Tag: European Language Data Space

  • 7 thoughts: takeaways from the European Language Data Space Workshop

    7 thoughts: takeaways from the European Language Data Space Workshop

    On Monday 15th September, I was a panelist and participant at the country workshop for Austria on the European Language Data Space. I’ll have to profess that I went into the day relatively uninformed about the project, so greatly appreciated the introduction about the European LDS. It was also good for me to take off my “Aufsichtsbrille” and understand what possibilities like beyond my small corner.

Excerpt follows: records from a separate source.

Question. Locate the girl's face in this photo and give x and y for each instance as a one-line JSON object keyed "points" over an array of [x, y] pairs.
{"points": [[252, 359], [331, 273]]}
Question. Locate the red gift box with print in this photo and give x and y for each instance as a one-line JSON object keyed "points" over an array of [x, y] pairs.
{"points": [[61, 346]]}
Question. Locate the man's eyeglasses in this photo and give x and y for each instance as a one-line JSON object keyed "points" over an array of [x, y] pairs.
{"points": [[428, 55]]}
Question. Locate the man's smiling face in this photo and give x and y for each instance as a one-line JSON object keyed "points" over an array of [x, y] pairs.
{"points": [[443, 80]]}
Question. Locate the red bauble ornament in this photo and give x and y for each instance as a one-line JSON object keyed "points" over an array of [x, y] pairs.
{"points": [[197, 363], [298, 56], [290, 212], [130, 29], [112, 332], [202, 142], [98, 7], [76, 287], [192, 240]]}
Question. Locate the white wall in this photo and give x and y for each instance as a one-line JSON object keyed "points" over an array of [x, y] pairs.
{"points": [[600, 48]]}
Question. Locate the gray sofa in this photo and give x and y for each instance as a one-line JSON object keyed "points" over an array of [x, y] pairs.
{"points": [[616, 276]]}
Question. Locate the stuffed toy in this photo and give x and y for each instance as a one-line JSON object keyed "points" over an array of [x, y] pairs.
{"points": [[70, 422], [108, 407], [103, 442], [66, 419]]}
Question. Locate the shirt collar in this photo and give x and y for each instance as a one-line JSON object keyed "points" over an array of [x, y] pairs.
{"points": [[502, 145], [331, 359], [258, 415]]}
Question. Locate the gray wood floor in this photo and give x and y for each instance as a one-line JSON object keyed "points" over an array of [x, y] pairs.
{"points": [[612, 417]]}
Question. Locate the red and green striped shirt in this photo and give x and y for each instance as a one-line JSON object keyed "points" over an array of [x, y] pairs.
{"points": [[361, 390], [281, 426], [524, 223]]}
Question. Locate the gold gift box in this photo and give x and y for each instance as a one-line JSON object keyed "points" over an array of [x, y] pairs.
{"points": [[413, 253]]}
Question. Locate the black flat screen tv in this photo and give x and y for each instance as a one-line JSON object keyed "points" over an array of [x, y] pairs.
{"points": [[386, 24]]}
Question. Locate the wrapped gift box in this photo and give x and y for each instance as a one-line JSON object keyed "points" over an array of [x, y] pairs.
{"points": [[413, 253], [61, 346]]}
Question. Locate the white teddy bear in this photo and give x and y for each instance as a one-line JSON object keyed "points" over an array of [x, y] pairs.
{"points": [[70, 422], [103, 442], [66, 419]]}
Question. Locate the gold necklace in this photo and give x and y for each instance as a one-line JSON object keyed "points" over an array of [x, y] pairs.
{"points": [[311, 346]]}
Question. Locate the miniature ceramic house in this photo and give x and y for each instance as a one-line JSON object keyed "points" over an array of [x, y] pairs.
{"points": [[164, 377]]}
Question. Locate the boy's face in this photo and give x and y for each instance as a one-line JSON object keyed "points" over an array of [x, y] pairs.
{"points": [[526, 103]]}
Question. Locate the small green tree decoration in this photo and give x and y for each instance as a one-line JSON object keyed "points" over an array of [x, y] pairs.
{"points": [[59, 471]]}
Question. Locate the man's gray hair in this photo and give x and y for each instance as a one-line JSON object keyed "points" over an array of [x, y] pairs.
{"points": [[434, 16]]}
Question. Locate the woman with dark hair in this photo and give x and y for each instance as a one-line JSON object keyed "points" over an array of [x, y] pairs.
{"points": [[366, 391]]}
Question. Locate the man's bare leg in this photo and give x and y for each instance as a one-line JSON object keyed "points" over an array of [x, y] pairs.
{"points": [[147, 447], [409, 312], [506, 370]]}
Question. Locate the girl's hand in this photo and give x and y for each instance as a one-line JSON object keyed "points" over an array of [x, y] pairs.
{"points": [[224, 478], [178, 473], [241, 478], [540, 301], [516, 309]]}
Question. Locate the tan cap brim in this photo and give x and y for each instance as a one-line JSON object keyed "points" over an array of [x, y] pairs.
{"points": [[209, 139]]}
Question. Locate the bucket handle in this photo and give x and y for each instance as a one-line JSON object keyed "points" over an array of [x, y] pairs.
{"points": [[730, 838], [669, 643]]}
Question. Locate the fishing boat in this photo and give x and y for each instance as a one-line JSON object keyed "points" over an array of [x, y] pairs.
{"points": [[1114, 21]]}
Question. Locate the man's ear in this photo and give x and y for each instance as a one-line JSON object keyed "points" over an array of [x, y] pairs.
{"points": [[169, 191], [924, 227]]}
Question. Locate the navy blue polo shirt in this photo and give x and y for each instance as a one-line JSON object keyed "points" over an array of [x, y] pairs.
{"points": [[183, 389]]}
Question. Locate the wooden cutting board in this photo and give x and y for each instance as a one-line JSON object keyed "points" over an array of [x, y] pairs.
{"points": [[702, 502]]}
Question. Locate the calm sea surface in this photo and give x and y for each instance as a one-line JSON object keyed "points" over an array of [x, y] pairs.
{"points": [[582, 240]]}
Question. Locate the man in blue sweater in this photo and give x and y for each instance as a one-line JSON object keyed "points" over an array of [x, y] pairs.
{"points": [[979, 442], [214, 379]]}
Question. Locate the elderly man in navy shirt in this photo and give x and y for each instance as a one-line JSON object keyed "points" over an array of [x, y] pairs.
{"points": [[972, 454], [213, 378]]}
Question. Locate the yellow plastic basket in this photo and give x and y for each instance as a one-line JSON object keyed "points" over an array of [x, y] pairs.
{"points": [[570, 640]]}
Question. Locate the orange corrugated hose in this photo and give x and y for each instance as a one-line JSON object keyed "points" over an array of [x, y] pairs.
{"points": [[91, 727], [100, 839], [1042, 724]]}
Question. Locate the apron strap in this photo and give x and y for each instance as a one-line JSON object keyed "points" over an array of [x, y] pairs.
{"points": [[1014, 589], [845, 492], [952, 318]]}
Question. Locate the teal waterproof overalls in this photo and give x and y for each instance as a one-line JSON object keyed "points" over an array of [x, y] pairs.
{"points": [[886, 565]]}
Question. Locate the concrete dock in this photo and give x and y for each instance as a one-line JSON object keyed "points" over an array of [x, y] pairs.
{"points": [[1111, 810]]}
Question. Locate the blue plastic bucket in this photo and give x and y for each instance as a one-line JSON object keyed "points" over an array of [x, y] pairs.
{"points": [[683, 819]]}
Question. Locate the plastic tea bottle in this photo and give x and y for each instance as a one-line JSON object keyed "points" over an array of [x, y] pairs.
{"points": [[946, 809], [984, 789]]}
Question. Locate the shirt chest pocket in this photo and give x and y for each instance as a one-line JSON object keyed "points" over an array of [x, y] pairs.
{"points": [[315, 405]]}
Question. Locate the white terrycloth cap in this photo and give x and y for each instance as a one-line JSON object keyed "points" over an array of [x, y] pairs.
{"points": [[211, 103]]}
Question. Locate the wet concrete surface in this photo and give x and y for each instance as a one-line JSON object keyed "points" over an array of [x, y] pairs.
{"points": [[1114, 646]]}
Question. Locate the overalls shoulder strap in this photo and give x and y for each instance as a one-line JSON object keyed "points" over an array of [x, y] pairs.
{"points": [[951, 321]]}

    1. Language data is so much more than text-based corpora: while initial training of LLMs used massive text-based corpora, language data can be so much more than text-based. With Speech-to-Text and Text-to-Speech being increasingly frequently uses, there are naturally massive audio language data files. My voice alarms’ female British English accent probably primed me to think only of a very small number of voices covering a locale.
      However, particularly for training speech-to-text applications,you need vast audio files covering massive ranges of accents, dialects, ages, pitches of voice. New text-based language data sets are increasingly made up of synthetic data. This led me to wonder about the adequate labeling of datasets.
    2. Getting the language data in is comparatively easy, but the training stage is time-consuming and expensive. Even if the language data is readily available at a low cost, that is only part of the story. The compute power required is time-consuming – cases were mentioned of days, weeks and months. And the compute power is not cheap. And then if say a tiny part of the data is then removed and must no longer be used in the model, how do you get it out.
      After all, retraining on a new “clean” dataset means more training weeks/months and compute time. This issue is why I am not surprised that Anthrophic et al. are choosing billion dollar settlements in legal cases, rather than the cost of retraining and/or the hard work “getting the toothpaste back in the tube”.
    3. Monetization of language data in Europe is a new concept: BigTechs have also got around some of the issues surrounding data scraping by setting up deals with platforms to allow them to use their data for AI training. Google’s $60m a year deal with Reddit in February 2024 was cited on several occasions. As I put these thoughts into text, there are stories breaking of even bigger/closer ties.
      One intervention of mine during the panel was that monetization might present problems for example for authorities – for example where supervisory authorities are funded by supervisory fees, supervisory entities might not be happy that the data created in their being supervised is monetized and only available for them for a fee.
    4. Europe does things differently: Europe thinks in hardware, software and innovation cycles that are still remarkably slow compared to the US or Asia. The LLM/GenAI age and increasing frequency / shortening intervals between releases shows these cycles as being too long. Maybe this is why there are no European BigTech players. Europe might be falling behind due to over-engineering. To use a language allegory, Europe is a “guardian of usage” stifling rather than driving innovation, possibly due to heavier touch regulation.
      However, at the same time, Europe’s appraoch is more one of “for the greater good”, rather than the personal enrichment of the select few. The literary translation keynote from the FIT World Congress in Geneva given by Anton Hur touched on how Silicon Valley specialises in vaporware.
    5. Metadata plays a massive role: when I started using a CAT tool, it was as simple as have source and target languages in TUs. However, since I started at the FMA, I have really understood the need for additional metadata – e.g. to indicate the supervisory area, locales, various usage fields etc. Volume/amount of data is not the only indicator of value of that data. BigTech always goes towards the “big(ger) is (more) beautiful” approach regarding the amount of data used to train LLMs. So yes, small (with good metadata) can be just as beautiful.
    6. “Getting the toothpaste back in the tube” – how do you remove data from models? One of the biggest asymmetries is the difficulty of removing data from a model without having to retrain the model compared to getting data in the model. It really is a black box. Similarly, with language constantly changing there is always the issue that data that is current now, does not always remain current, and therefore needs replacing. It would be interesting to understand the breakdown between the training and production costs of models, to understand how big the assymetry is (I can only assume it is a large one!).
    7. I’ve always understood the value of data, but not been able to value it: the platform for monetization of data really brought home the value of data – and reinforced that there is also real value in well-curated data (as I see from my work with translation memories and termbases). The “fuzziness” of synthetic data also brings home the real value that lies in human-curated data.